When open relationships fail to abide by the rules of friendship
When open relationships fail to abide by the rules of friendship
Last week, I did something for the first time. In the four years that I’ve been writing about relationships and sex, I’ve never met a reader. As a rule, I respond to every email I get—whether it calls me unprintable names or waxes lyrical about what I’ve said; but somehow, until last week, I’d always declined invitations to meet anyone. There have been some interesting letters, and every once in a while, I’d be tempted. But something always held me back. All of that changed last week.
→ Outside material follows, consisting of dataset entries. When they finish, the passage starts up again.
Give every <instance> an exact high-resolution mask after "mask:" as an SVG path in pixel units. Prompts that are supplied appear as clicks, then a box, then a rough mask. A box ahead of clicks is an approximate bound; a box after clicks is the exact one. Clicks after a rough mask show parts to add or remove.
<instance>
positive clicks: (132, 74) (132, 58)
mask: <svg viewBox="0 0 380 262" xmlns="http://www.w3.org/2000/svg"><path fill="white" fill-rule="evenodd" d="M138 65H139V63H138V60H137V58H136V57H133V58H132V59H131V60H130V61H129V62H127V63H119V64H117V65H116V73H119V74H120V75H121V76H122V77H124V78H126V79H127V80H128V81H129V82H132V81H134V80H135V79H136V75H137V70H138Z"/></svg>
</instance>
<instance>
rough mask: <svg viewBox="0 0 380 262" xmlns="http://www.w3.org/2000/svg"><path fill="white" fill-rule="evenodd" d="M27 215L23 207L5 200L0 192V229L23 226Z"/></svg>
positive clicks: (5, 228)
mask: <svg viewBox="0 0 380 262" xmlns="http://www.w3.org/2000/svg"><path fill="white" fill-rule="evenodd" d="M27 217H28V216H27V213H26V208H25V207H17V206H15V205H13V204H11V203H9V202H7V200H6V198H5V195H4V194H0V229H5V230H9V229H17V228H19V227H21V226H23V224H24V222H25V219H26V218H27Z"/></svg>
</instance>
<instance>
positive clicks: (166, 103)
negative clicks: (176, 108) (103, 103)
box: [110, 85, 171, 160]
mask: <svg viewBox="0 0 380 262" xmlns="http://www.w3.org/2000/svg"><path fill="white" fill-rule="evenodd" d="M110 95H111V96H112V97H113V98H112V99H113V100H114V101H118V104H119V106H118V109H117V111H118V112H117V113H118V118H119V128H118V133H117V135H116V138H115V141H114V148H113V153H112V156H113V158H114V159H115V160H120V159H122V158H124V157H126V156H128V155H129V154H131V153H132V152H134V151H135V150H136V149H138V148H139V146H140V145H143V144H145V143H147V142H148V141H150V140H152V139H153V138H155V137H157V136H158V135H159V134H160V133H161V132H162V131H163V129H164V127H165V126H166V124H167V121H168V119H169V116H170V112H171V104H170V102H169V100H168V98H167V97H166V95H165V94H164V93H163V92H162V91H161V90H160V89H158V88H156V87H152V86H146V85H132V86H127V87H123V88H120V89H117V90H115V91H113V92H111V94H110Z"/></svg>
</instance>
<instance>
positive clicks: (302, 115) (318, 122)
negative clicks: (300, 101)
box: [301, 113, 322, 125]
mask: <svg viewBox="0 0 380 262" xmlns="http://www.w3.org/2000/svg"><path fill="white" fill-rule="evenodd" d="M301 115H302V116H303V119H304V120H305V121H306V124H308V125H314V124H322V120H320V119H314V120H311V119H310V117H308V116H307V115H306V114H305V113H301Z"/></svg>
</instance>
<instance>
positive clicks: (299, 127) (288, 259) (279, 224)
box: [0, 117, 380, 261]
She wrote to me on a Thursday. ‘I read your columns last night. Every last one. For a while I’ve hated you. I don’t anymore. Have a good life.’ True to habit, I wrote back. And that’s how the floodgates opened.
We spoke about a lot of things. She told me about the man she’d been seeing for the past nine months, I told her about the two years I’d spent with The Dude. We’d met the men in our lives exactly the same way. She’d met him at a mutual friend’s party a few months after the love of her life got married. I’d met The Dude on our friend’s birthday two months after the biggest breakup of my life. He was supposed to be the guy who reinstated her faith in men. The Dude was someone I was using as an anchor to survive a storm threatening to sweep me away.
But that’s where the similarities ended.
I was dating a man who was complex and larger-than-life. When he would enter the room, he’d be my sole point of focus. When we were together, he was my whole world. Nothing and no one mattered more than him. And he knew it. That was the kind of power I had given him over me.
She was with a man she treated like a slave. When she’d say ‘Jump’, he’d ask ‘How high?’ He was her in-between man. The person who gave her sex until she was ready to fall in love again. He was her peon at work, her puppy at parties and her prostitute in bed. In her own words, he was her bitch. When she told me about him, I was appalled. How does anyone allow someone to treat him/ her like that? Did he have no pride? What kind of love does this to a person? She gave me an explanation. It made me throw up.
But none of this explains why she said she’d hated me. Because my Mr Two Years (I’m going to stop calling him The Dude; frankly, it just makes me feel like a bigger idiot than I already do) and her Mr Nine Months were the same people. Neither of us was surprised by the existence of the other. Neither had imagined a happily-ever-after with him; and yet, both of us feel cheated. Cheating in an open relationship… now there’s an oxymoron.
But this isn’t about the open part of our relationship, this is about the other relationship that had been building alongside: friendship. He may not have been The One, but each of us had come to love him as a friend. Each had thought that when the time came to move on, we’d be taking a friend along with us. Clearly, we were wrong; because unfortunately, the rules of friendship are pretty universal, no matter who the two main protagonists are. Friends don’t lie, cheat or disrespect each other. Friends protect your heart, not crush it.
That day, both of us lost a friend.
Every day for the past week, she and I have spoken for hours. All his lies, the explanations that didn’t quite make sense, the nagging feeling of something being amiss, it all makes sense now. They say that the truth will set you free, but not before it punches you in the gut—repeatedly.
At first I thought I hated him, hated him for robbing me of two years of my life. But how do you hate a man you don’t even know? Suddenly, he’s a stranger. When I see him now, I see a man I didn’t even know existed. I see a man who has no respect for women, a person with no pride and a price tag on his soul.
He gives me his explanations. They make me throw up some more. And yet, I listen to them.
Strangely enough, in moments of confusion, I still find myself missing him. Or the idea of the person I thought he was. I find myself digging my bank of memories, all the moments that I’d stored away in the last two years, in the hope that something will seem familiar. Hoping that some of it will still feel true. But none of it does. I miss my reality. Even if it wasn’t perfect, it was mine. If only it hadn’t been a big fat lie.